Sementara itu, Sukuk Ritel (SR) akan ditawarkan mulai 22 Agustus 2025. Deni menekankan bahwa investasi ini menawarkan pilihan menarik: mendapatkan imbal hasil duniawi sekaligus pahala di akhirat, semua berdasarkan prinsip syariah.

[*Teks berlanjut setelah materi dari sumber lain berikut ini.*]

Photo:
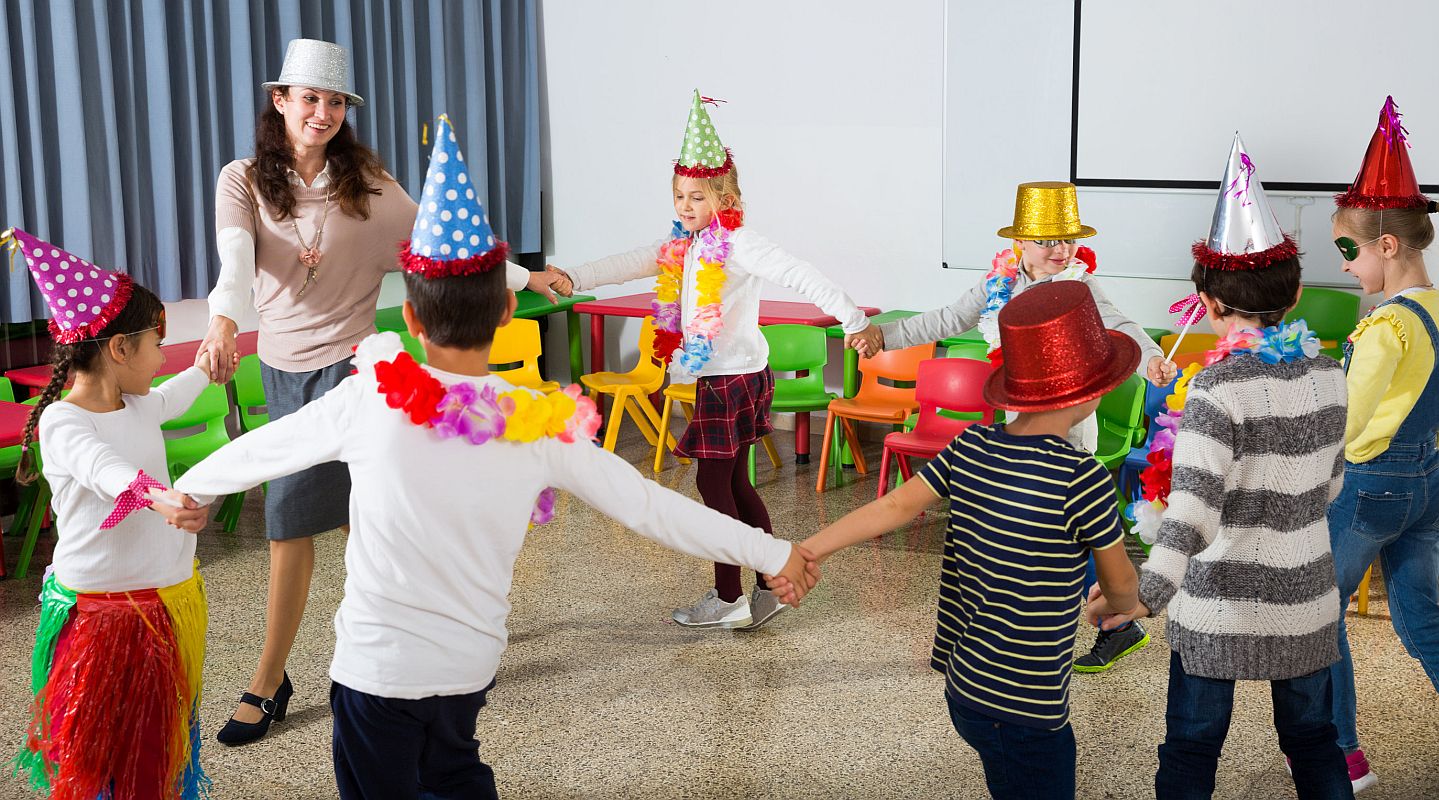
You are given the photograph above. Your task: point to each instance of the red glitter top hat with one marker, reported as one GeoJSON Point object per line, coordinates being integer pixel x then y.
{"type": "Point", "coordinates": [1386, 179]}
{"type": "Point", "coordinates": [1056, 351]}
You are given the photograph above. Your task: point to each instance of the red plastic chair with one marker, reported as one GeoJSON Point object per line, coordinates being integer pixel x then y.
{"type": "Point", "coordinates": [953, 384]}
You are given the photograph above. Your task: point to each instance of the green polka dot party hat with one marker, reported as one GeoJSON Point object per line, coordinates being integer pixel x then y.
{"type": "Point", "coordinates": [702, 154]}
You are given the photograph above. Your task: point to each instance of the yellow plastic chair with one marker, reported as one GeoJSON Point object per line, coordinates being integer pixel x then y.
{"type": "Point", "coordinates": [631, 392]}
{"type": "Point", "coordinates": [520, 343]}
{"type": "Point", "coordinates": [684, 393]}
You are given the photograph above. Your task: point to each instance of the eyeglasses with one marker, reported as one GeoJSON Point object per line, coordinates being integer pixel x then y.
{"type": "Point", "coordinates": [1048, 243]}
{"type": "Point", "coordinates": [1349, 249]}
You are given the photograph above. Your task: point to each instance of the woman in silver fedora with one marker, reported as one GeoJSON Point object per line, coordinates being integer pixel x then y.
{"type": "Point", "coordinates": [305, 229]}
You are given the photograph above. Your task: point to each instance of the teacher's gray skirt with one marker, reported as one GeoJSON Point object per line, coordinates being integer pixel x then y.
{"type": "Point", "coordinates": [317, 500]}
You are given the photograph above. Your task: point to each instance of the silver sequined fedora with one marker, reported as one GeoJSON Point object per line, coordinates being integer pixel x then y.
{"type": "Point", "coordinates": [318, 65]}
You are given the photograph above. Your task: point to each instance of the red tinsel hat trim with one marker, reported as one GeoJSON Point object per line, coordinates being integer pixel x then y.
{"type": "Point", "coordinates": [1354, 199]}
{"type": "Point", "coordinates": [430, 268]}
{"type": "Point", "coordinates": [707, 171]}
{"type": "Point", "coordinates": [1238, 262]}
{"type": "Point", "coordinates": [124, 287]}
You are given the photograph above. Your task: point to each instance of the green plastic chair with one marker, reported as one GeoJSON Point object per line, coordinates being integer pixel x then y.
{"type": "Point", "coordinates": [1121, 422]}
{"type": "Point", "coordinates": [209, 412]}
{"type": "Point", "coordinates": [249, 400]}
{"type": "Point", "coordinates": [1331, 315]}
{"type": "Point", "coordinates": [795, 348]}
{"type": "Point", "coordinates": [412, 346]}
{"type": "Point", "coordinates": [249, 394]}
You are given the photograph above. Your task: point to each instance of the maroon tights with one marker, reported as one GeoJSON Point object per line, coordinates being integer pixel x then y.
{"type": "Point", "coordinates": [724, 484]}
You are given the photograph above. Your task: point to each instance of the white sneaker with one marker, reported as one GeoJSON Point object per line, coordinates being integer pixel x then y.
{"type": "Point", "coordinates": [713, 612]}
{"type": "Point", "coordinates": [763, 607]}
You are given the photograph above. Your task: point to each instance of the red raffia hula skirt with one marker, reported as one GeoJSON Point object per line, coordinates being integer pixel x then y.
{"type": "Point", "coordinates": [117, 694]}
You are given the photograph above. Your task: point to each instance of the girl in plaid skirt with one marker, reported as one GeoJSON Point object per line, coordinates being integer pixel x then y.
{"type": "Point", "coordinates": [707, 311]}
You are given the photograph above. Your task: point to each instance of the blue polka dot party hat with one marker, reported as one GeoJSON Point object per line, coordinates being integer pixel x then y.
{"type": "Point", "coordinates": [452, 233]}
{"type": "Point", "coordinates": [702, 154]}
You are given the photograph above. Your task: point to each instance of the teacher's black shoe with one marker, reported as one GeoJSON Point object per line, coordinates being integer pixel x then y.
{"type": "Point", "coordinates": [272, 710]}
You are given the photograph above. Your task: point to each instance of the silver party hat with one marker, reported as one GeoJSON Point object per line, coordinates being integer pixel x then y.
{"type": "Point", "coordinates": [317, 65]}
{"type": "Point", "coordinates": [1245, 233]}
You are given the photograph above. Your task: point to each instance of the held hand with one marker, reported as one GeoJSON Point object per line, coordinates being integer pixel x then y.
{"type": "Point", "coordinates": [220, 350]}
{"type": "Point", "coordinates": [800, 574]}
{"type": "Point", "coordinates": [866, 343]}
{"type": "Point", "coordinates": [561, 282]}
{"type": "Point", "coordinates": [1105, 617]}
{"type": "Point", "coordinates": [1160, 371]}
{"type": "Point", "coordinates": [180, 510]}
{"type": "Point", "coordinates": [540, 284]}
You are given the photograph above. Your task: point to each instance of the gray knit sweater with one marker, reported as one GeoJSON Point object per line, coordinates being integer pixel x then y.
{"type": "Point", "coordinates": [1242, 557]}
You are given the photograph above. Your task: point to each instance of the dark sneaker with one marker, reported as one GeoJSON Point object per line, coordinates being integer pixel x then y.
{"type": "Point", "coordinates": [1111, 646]}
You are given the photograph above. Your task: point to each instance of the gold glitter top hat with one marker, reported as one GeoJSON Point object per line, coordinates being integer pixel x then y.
{"type": "Point", "coordinates": [317, 65]}
{"type": "Point", "coordinates": [1046, 210]}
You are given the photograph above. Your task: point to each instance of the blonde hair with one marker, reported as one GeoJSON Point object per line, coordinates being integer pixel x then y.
{"type": "Point", "coordinates": [718, 187]}
{"type": "Point", "coordinates": [1410, 226]}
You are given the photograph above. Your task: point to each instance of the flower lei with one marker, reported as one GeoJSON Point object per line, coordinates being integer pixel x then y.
{"type": "Point", "coordinates": [999, 288]}
{"type": "Point", "coordinates": [482, 415]}
{"type": "Point", "coordinates": [1278, 344]}
{"type": "Point", "coordinates": [694, 347]}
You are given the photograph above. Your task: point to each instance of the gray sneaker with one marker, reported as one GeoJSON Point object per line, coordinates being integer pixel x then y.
{"type": "Point", "coordinates": [713, 612]}
{"type": "Point", "coordinates": [763, 607]}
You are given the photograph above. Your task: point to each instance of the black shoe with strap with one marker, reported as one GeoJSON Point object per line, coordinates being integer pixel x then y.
{"type": "Point", "coordinates": [272, 710]}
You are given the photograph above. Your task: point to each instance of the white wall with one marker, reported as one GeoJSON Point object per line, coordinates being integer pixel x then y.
{"type": "Point", "coordinates": [836, 121]}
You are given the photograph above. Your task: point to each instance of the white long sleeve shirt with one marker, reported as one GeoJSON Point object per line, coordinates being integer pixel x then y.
{"type": "Point", "coordinates": [91, 459]}
{"type": "Point", "coordinates": [436, 525]}
{"type": "Point", "coordinates": [753, 259]}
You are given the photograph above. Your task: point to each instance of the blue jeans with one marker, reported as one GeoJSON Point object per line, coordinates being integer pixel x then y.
{"type": "Point", "coordinates": [1389, 508]}
{"type": "Point", "coordinates": [1019, 763]}
{"type": "Point", "coordinates": [1197, 721]}
{"type": "Point", "coordinates": [420, 748]}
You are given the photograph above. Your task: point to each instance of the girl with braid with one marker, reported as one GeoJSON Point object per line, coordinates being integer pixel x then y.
{"type": "Point", "coordinates": [123, 615]}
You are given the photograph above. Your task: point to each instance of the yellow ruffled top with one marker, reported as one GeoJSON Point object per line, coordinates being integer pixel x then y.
{"type": "Point", "coordinates": [1393, 358]}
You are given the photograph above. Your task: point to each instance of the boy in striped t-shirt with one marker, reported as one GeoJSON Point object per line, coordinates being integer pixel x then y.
{"type": "Point", "coordinates": [1026, 510]}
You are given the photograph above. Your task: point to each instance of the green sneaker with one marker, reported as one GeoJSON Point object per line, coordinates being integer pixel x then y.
{"type": "Point", "coordinates": [1111, 646]}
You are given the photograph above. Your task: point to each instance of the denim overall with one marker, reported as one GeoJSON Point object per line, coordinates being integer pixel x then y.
{"type": "Point", "coordinates": [1389, 508]}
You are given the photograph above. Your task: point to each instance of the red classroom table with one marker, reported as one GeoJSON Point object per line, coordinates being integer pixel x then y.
{"type": "Point", "coordinates": [12, 430]}
{"type": "Point", "coordinates": [179, 357]}
{"type": "Point", "coordinates": [772, 312]}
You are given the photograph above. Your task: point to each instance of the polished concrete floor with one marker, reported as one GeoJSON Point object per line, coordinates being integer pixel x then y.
{"type": "Point", "coordinates": [599, 695]}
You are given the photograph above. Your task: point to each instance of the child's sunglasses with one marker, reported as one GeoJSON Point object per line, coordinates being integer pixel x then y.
{"type": "Point", "coordinates": [1349, 249]}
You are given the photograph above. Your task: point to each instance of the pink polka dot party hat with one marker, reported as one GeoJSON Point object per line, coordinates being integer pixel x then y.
{"type": "Point", "coordinates": [82, 297]}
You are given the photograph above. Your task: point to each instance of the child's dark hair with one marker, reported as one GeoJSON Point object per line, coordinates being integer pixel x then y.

Sepanjang 17 tahun terakhir, penerbitan Surat Berharga Syariah Negara (SBSN) telah mencapai angka fantastis, yaitu Rp 3.172 triliun. Deni menilai hal ini menunjukkan penerimaan masyarakat yang tinggi terhadap instrumen ini, baik di dalam maupun luar negeri. "Ini menunjukkan instrumen kita sudah bisa diterima di masyarakat, tidak hanya di dalam negeri, tapi juga di luar negeri karena selain imbal hasilnya yang menarik tapi juga karena sustainabilitas dan kredibilitasnya," tegasnya. Penerimaan yang tinggi ini menunjukkan kepercayaan investor terhadap kredibilitas dan keberlanjutan instrumen SBSN.
Dengan adanya peluncuran dua obligasi syariah ini, pemerintah kembali menawarkan alternatif investasi yang menarik bagi masyarakat, yang menggabungkan potensi keuntungan finansial dengan nilai-nilai keagamaan.